Like Illinois, the Wisconsin campus is dotted with massive exemplars of architecture in the "brutalist" style, including this, the Helen White Building, the seventh floor of which houses the English Department. The backside, pictured above, is where the conference room looks out on the lake. It is one of the most beautiful views I've ever seen from a university building, and as I was speaking, I was three times almost distracted into silence by a cluster of sailboats.
Below: this is the view from State Street, looking away from the university toward the state capitol building.
Somebody, along the lake, lost their thermal gloves, which a good Wisconsinite laid out on a picnic table to dry.
I was told that the two big holidays in Madison are August 14 (when the leases for the year end) and Halloween: below, some decorations on a frat house, between my hotel and the campus. No, the glass isn't a decoration (I think).
And right across the street: the Wisconsin Alumni Association, and their badger-mobile...
A jogger along the lake....
And some tables--abandoned, as it was about 38 degrees--next to the lake.
For the frats? No, for the Alumni Center....
A path through the woods, part of a nature preserve between the lake and the campus.
What I noticed here, as in Illinois, were lots of signs about the university's achievements, including this plaque on a boulder along the nature trail, for a Wisconsin Nobel prize winner.
And in the woods, this plaque to the first Wisconsin-born professor at the University of Wisconsin (from the late 19th century), and the first Norwegian-American to become a professor in an American university.
This newspaper stand has a special meaning too, in Madison, as the great Onion is published there.
On the porch of the Robert LaFolette building for Public Affairs--a preserved Wisconsin home, probably from 100 years ago--the treats were out for the local cats.
Some pictures from the beautiful College of Agriculture Building.
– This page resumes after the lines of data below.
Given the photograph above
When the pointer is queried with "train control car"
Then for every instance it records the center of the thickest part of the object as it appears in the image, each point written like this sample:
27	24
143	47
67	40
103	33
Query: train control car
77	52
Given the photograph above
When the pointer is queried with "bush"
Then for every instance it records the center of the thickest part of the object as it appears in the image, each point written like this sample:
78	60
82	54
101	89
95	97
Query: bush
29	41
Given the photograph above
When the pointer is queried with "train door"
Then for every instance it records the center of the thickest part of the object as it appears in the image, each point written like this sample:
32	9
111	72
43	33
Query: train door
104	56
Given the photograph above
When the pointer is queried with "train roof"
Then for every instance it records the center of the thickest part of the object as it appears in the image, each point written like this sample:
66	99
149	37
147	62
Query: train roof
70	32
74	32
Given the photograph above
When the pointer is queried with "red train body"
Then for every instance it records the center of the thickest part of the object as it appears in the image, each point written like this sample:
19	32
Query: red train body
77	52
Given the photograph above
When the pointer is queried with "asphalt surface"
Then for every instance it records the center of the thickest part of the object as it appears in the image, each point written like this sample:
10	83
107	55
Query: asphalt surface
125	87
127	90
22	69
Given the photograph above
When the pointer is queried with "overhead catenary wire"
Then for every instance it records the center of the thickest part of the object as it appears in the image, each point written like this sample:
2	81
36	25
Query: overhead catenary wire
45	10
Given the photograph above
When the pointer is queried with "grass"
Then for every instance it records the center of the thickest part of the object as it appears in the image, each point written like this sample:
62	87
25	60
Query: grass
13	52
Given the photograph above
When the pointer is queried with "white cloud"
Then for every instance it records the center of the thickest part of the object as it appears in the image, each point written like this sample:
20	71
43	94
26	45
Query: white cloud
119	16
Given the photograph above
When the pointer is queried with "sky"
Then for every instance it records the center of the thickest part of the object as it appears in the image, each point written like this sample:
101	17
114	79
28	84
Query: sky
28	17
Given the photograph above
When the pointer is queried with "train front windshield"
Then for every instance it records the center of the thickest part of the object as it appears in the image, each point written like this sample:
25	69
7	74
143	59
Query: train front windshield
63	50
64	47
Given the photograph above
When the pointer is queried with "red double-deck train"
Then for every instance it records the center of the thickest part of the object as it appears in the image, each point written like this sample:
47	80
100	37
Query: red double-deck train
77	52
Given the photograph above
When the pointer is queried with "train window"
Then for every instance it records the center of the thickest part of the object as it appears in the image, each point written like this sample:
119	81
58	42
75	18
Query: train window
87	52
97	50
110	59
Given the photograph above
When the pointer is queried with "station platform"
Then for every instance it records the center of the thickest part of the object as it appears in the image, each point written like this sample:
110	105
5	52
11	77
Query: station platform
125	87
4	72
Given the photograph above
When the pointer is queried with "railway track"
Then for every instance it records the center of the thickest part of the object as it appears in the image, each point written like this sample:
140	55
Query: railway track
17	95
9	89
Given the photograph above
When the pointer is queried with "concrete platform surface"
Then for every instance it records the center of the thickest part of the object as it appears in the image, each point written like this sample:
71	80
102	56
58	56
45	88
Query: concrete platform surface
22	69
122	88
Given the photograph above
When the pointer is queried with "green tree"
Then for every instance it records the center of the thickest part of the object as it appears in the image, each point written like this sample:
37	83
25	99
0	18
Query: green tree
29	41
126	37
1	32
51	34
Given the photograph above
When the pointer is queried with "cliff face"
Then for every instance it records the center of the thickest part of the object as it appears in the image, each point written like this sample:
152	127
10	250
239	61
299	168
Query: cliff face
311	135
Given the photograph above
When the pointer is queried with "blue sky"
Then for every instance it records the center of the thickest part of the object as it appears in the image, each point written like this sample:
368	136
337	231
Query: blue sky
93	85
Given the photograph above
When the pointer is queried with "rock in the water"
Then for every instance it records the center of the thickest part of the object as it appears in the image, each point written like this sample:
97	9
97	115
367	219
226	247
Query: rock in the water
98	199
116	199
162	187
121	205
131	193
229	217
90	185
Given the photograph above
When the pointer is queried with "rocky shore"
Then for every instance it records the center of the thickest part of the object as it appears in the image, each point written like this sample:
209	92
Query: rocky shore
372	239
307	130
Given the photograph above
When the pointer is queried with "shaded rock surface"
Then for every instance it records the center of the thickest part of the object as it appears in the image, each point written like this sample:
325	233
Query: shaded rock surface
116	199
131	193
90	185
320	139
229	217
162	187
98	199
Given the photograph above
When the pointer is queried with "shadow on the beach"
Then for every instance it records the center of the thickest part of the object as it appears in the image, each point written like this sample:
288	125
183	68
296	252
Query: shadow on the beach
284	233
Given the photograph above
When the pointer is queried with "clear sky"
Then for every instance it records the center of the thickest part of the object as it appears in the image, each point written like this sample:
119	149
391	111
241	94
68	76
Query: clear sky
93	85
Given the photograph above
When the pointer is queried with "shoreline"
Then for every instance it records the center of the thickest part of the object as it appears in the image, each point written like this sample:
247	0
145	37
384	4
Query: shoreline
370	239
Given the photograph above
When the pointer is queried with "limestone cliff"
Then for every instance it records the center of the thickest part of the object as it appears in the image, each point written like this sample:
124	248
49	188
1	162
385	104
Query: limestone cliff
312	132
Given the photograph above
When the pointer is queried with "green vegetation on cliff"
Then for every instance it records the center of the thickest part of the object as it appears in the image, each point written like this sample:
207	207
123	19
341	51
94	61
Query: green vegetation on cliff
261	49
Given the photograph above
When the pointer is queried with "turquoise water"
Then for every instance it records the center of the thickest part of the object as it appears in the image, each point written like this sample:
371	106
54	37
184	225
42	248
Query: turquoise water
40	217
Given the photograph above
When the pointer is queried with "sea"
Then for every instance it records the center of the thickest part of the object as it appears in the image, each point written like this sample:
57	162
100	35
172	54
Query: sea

The "short course" is a special 17-week program offered to accommodate people who need quick ag training.Another great plaque, capturing a lot of the greatness of UW.
Above: variants of brutalism; below, equally abundant illustrations of the campus's natural beauty (all from an experimental garden, where, admittedly, things were dying).
And the obligatory pictures of leaves.
Finally, some kayaks stacked along the lake.